Ellen got to her feet. "I'm going to run downstairs so that the taximan wont ring the bell."

"But you cant go like this."

"You just watch me." Ellen gathered up the bundle of books in one hand and in the other carried the black leather dressingcase. "Look Cassie will you be a dear and show him the trunk when he comes up to get it. . . . And one other thing, when Stan Emery calls up tell him to call me at the Brevoort or at the Lafayette. Thank goodness I didnt deposit my money last week. . . . And Cassie if you find any little odds and ends of mine around you just keep em. . . . Goodby." She lifted her veil and kissed Cassie quickly on the cheeks.

"Oh how can you be so bwave as to go away all alone like this. . . . You'll let Wuth and me come down to see you wont you? We're so fond of you. Oh Elaine you're going to have a wonderful career, I know you are."

"And promise not to tell Jojo where I am. . . . He'll find out soon enough anyway. . . . I'll call him up in a week."

She found the taxidriver in the hall looking at the names above the pushbuttons. He went up to fetch her trunk. She settled herself happily on the dusty buff seat of the taxi, taking deep breaths of the riversmelling morning air. The taxidriver smiled roundly at her when he had let the trunk slide off his back onto the dashboard.

"Pretty heavy, miss."

"It's a shame you had to carry it all alone."

"Oh I kin carry heavier'n 'at."

"I want to go to the Hotel Brevoort, Fifth Avenue at about Eighth Street."

When he leaned to crank the car the man pushed his hat back on his head letting ruddy curly hair out over his eyes. "All right I'll take you anywhere you like," he said as he hopped into his seat in the jiggling car. When they turned down into the very empty sunlight of Broadway a feeling of happiness began to sizzle and soar like rockets inside her. The air beat fresh, thrilling in her face. The taxidriver talked back at her through the open window.

"I thought yous was catchin a train to go away somewhere, miss."

"Well I am going away somewhere."

"It'd be a foine day to be goin away somewhere."

"I'm going away from my husband." The words popped out of her mouth before she could stop them.

"Did he trow you out?"

"No I cant say he did that," she said laughing.

"My wife trun me out tree weeks ago."

"How was that?"

"Locked de door when I came home one night an wouldnt let me in. She'd had the lock changed when I was out workin."

"That's a funny thing to do."

"She says I git slopped too often. I aint goin back to her an I aint goin to support her no more. . . . She can put me in jail if she likes. I'm troo. I'm gettin an apartment on Twentysecond Avenoo wid another feller an we're goin to git a pianer an live quiet an lay offen the skoits."

"Matrimony isnt much is it?"

"You said it. What leads up to it's all right, but gettin married is loike de mornin after."

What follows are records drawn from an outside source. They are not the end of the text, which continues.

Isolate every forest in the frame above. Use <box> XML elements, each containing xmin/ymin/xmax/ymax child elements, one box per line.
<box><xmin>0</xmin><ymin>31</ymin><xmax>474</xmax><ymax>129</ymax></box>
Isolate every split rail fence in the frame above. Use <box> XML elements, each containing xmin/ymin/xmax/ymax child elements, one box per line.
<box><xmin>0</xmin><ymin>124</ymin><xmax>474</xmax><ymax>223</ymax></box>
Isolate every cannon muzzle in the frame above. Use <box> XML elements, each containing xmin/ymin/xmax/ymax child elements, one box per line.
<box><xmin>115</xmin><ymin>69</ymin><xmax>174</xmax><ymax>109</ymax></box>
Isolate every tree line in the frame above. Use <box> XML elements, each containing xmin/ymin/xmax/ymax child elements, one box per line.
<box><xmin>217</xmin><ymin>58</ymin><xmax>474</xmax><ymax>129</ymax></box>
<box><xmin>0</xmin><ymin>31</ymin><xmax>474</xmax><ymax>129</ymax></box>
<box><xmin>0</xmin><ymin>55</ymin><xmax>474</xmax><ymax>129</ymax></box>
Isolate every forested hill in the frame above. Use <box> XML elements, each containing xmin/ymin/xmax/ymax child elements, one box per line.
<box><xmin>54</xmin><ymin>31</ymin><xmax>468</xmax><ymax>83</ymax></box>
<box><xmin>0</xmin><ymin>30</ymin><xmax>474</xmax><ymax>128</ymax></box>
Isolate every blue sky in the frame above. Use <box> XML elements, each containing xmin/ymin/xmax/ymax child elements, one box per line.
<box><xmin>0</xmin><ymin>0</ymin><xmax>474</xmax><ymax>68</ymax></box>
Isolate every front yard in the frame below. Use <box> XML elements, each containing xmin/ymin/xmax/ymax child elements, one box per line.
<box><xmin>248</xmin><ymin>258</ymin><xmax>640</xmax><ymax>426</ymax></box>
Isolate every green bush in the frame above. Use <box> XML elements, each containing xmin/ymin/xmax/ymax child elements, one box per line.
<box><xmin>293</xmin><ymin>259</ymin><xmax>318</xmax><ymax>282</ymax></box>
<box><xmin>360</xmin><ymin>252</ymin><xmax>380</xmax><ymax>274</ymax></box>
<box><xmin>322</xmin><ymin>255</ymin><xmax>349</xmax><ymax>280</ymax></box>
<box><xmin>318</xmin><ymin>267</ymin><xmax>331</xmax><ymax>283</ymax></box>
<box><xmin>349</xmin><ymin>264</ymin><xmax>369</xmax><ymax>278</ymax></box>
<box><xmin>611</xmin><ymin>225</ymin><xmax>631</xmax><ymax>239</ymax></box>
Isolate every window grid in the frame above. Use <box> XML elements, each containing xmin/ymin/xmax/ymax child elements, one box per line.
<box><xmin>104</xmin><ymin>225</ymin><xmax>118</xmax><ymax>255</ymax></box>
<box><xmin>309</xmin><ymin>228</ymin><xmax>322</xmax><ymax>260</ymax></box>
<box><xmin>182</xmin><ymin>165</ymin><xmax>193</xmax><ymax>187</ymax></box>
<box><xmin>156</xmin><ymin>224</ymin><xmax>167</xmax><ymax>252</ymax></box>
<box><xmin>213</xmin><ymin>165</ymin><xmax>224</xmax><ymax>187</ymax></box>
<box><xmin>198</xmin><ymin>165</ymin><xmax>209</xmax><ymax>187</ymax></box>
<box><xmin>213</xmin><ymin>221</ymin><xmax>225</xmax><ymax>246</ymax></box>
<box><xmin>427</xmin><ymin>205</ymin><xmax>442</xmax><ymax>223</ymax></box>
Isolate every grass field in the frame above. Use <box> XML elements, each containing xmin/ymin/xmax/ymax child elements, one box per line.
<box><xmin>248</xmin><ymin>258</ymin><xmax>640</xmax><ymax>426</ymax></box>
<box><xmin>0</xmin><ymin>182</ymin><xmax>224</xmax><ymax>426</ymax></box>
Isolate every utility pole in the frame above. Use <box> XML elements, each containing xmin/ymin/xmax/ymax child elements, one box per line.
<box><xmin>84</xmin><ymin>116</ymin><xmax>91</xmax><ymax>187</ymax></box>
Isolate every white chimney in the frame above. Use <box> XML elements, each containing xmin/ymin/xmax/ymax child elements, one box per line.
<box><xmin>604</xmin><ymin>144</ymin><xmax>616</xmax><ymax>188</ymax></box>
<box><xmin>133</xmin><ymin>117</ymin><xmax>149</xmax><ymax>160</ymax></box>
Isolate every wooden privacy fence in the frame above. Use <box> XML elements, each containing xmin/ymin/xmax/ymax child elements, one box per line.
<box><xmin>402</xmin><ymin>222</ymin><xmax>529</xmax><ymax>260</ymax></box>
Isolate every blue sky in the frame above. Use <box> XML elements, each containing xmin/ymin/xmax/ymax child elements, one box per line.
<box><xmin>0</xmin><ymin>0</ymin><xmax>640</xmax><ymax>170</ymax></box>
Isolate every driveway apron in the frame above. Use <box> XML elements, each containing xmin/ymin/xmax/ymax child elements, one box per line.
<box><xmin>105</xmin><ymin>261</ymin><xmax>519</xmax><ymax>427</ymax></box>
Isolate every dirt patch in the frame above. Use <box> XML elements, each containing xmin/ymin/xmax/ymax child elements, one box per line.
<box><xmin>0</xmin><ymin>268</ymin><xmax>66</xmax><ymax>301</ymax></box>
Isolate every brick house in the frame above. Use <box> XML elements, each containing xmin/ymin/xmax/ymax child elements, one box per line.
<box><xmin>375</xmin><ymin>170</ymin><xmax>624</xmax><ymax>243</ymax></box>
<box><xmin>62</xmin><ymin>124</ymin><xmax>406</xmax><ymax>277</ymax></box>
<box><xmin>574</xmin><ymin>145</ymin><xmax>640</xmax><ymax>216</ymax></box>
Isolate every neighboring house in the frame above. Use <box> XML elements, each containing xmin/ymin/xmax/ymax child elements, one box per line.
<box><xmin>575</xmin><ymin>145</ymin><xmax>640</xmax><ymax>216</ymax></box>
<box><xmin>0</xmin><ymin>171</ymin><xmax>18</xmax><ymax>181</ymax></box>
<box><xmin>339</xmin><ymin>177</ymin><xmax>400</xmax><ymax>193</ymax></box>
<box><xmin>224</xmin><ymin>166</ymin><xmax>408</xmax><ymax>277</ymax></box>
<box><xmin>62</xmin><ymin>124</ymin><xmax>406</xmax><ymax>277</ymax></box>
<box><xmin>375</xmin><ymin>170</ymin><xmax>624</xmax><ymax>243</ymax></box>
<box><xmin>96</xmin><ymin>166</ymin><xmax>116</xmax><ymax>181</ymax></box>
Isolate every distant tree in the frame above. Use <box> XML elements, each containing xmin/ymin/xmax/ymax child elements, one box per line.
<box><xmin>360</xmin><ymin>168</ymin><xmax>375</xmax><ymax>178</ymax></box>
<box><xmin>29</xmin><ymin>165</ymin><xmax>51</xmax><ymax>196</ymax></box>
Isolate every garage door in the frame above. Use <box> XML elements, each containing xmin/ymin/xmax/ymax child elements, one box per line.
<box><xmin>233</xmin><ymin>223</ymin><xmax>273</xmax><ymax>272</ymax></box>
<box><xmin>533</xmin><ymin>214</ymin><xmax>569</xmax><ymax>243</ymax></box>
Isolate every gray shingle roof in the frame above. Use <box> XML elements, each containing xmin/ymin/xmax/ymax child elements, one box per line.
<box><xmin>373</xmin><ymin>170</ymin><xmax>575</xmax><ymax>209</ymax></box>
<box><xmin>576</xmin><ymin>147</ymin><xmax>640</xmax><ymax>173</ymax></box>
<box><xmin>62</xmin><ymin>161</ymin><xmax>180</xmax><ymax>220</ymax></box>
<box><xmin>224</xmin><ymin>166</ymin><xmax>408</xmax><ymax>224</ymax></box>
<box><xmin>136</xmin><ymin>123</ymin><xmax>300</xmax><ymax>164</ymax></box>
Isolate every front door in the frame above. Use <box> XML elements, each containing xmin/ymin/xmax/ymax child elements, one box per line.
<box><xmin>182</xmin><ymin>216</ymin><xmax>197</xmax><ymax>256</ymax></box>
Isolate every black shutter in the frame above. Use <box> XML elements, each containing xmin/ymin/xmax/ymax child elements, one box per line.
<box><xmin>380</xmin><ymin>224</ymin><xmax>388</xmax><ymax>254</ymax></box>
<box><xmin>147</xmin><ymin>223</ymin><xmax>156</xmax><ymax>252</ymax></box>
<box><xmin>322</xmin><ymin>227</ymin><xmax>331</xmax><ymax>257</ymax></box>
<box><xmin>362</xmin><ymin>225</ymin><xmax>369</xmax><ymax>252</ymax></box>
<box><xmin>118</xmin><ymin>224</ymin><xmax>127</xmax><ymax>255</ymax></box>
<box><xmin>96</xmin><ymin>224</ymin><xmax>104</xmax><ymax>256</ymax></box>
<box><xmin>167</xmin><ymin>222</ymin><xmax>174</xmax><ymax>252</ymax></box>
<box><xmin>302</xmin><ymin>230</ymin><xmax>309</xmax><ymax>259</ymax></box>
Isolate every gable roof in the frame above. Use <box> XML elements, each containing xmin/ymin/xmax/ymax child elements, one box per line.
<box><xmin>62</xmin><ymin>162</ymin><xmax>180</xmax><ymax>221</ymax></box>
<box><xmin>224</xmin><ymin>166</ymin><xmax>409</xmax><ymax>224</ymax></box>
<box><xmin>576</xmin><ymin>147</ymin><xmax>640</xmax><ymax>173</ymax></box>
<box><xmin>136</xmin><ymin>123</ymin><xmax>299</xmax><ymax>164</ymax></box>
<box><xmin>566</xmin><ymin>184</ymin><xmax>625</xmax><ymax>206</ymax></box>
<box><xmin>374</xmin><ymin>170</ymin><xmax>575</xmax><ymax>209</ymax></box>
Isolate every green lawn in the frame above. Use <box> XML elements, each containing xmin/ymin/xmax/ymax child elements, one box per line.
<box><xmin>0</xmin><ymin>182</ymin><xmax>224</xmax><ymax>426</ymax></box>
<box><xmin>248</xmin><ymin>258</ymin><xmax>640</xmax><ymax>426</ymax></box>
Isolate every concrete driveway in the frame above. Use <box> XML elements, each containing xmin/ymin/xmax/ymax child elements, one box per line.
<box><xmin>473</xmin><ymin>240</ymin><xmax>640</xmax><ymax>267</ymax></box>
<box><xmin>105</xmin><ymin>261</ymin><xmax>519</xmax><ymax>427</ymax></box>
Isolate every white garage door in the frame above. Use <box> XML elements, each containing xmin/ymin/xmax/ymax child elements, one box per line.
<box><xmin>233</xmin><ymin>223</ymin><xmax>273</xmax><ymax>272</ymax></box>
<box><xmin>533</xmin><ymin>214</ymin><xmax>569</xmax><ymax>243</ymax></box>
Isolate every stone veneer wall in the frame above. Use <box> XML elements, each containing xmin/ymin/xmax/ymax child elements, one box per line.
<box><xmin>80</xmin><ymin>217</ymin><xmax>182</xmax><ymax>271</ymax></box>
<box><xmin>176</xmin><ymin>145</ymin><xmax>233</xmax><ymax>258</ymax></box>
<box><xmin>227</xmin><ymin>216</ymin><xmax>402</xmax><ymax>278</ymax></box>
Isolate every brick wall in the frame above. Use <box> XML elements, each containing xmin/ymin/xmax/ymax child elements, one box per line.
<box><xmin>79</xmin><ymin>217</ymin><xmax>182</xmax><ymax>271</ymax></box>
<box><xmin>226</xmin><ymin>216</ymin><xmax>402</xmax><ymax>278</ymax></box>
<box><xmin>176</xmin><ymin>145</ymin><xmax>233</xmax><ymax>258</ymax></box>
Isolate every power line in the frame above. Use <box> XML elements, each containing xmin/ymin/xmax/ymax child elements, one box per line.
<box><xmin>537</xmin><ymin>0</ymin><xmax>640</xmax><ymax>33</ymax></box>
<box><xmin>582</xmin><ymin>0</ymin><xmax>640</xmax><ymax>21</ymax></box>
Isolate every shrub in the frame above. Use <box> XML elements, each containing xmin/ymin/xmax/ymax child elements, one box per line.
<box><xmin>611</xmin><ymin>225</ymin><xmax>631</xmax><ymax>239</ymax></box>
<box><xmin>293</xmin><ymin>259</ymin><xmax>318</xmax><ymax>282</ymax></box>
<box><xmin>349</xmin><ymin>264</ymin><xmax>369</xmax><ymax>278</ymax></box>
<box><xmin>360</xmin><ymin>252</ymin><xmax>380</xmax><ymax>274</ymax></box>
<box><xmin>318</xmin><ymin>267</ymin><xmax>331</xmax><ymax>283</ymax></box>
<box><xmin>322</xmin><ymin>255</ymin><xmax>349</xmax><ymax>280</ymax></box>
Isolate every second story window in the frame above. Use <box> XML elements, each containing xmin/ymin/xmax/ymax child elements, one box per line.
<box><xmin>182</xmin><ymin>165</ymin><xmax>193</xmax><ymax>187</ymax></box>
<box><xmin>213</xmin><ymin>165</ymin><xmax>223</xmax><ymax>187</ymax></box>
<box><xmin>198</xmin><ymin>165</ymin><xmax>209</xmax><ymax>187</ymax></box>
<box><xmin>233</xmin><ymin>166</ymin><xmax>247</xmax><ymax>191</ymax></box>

Fifth Avenue was white and empty and swept by a sparkling wind. The trees in Madison Square were unexpectedly bright green like ferns in a dun room. At the Brevoort a sleepy French nightporter carried her baggage. In the low whitepainted room the sunlight drowsed on a faded crimson armchair. Ellen ran about the room like a small child kicking her heels and clapping her hands. With pursed lips and tilted head she arranged her toilet things on the bureau. Then she hung her yellow nightgown on a chair and undressed, caught sight of herself in the mirror, stood naked looking at herself with her hands on her tiny firm appleshaped breasts.

She pulled on her nightgown and went to the phone. "Please send up a pot of chocolate and rolls to 108 . . . as soon as you can please." Then she got into bed. She lay laughing with her legs stretched wide in the cool slippery sheets.

Hairpins were sticking into her head. She sat up and pulled them all out and shook the heavy coil of her hair down about her shoulders. She drew her knees up to her chin and sat thinking. From the street she could hear the occasional rumble of a truck. In the kitchens below her room a sound of clattering had begun. From all around came a growing rumble of traffic beginning. She felt hungry and alone. The bed was a raft on which she was marooned alone, always alone, afloat on a growling ocean. A shudder went down her spine. She drew her knees up closer to her chin.